Personal financial goals

Though Oliver is sometimes tempted to envision a life where she has more time with her family, she says that, financially, that’s just not an option. She likes to remind herself of the advantages her salary gives her family. “If I want to plan a vacation or pay off some credit cards or get new furniture, I know I have to set goals for myself in my head,” she says. “Just by not spending all that time at home—by having a work life—I know I’ll achieve those things.”

Prioritizing employee retention

Keeping employees happy also helps the shop to run smoothly—and cuts down on the number of hours Oliver needs to be in the office. She relies on productivity-based pay as a motivator. “The technicians here are paid flat rates,” she says. “They get paid for the hours that they produce, so if they are able to get more jobs through the shop, obviously that’ll increase their pay. If they have a job that has 30 hours of repair time on the work order and it takes them 15 hours to get the job done—and get the job done correctly—then they’ll get paid the 30 hours,” she explains.

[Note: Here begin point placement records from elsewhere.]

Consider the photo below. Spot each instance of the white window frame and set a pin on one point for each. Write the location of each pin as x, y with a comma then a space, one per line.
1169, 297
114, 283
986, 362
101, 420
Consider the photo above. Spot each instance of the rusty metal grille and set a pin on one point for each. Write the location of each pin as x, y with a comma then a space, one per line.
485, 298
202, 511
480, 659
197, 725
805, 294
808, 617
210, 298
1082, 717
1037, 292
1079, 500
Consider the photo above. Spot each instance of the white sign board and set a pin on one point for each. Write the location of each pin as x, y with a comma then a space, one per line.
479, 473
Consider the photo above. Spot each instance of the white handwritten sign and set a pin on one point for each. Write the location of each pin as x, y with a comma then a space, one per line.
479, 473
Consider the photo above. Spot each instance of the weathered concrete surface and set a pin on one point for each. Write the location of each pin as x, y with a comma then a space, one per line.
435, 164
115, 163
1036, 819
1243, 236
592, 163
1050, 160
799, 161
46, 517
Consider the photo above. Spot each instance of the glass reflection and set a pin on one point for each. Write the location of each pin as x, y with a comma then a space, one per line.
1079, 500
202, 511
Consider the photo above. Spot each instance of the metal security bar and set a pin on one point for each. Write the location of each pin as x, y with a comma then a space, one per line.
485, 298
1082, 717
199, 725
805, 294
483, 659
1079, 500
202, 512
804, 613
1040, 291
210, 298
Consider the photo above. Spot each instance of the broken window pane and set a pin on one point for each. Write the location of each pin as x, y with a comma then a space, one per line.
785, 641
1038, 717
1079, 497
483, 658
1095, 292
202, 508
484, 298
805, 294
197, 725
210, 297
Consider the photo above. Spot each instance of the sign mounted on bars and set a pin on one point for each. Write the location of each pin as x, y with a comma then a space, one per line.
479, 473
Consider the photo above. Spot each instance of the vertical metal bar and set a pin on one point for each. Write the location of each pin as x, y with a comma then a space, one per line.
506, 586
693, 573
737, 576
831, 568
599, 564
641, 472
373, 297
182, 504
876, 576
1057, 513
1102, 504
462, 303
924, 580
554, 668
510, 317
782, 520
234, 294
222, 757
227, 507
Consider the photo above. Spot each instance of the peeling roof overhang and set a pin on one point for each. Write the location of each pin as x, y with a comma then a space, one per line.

She also tries to be accommodating whenever possible. “The owners of the dealership are extremely family-oriented and they have children,” she says. “So as long as there’s nothing seriously hanging over their head, employees are allowed to come and go if they’ve got a game or a recital going on.”

Never A Bad Day

As a woman working in a predominantly male industry, Oliver faces additional challenges, but says they only drive her to succeed. “For me, it wasn’t that big of a deal, but other people make comments,” she says. “‘A girl running a body shop? That doesn’t seem right.’ Or, ‘Girl, do you really know what you’re doing?’ But you know, I just do my job and everything just falls in line after that. A lot of people are open-minded about it these days, but you definitely get a few who are critics. But that’s fine, that’s part of life.”

Bonnie Pierson, service manager for the dealership’s service department, has watched Oliver juggle her dueling roles for more than a decade, and says she’s impressed with the way Oliver manages to keep all of her plates spinning. “In all these years, I’ve never seen Leslie have a bad day,” she says. “She’s always smiling.” She credits Oliver’s managerial style and positive attitude for the shop’s increased revenue and high retention rate. “She’s a great manager,” Pierson says. “She doesn’t baby her employees—she expects great work from her guys—and her body and paint men respect her for that. More than 90 percent of them have stayed with her—it’s like a little family over there.”

And perhaps that’s the real secret. When your workplace serves as your second family, no one’s waiting anxiously to punch the clock.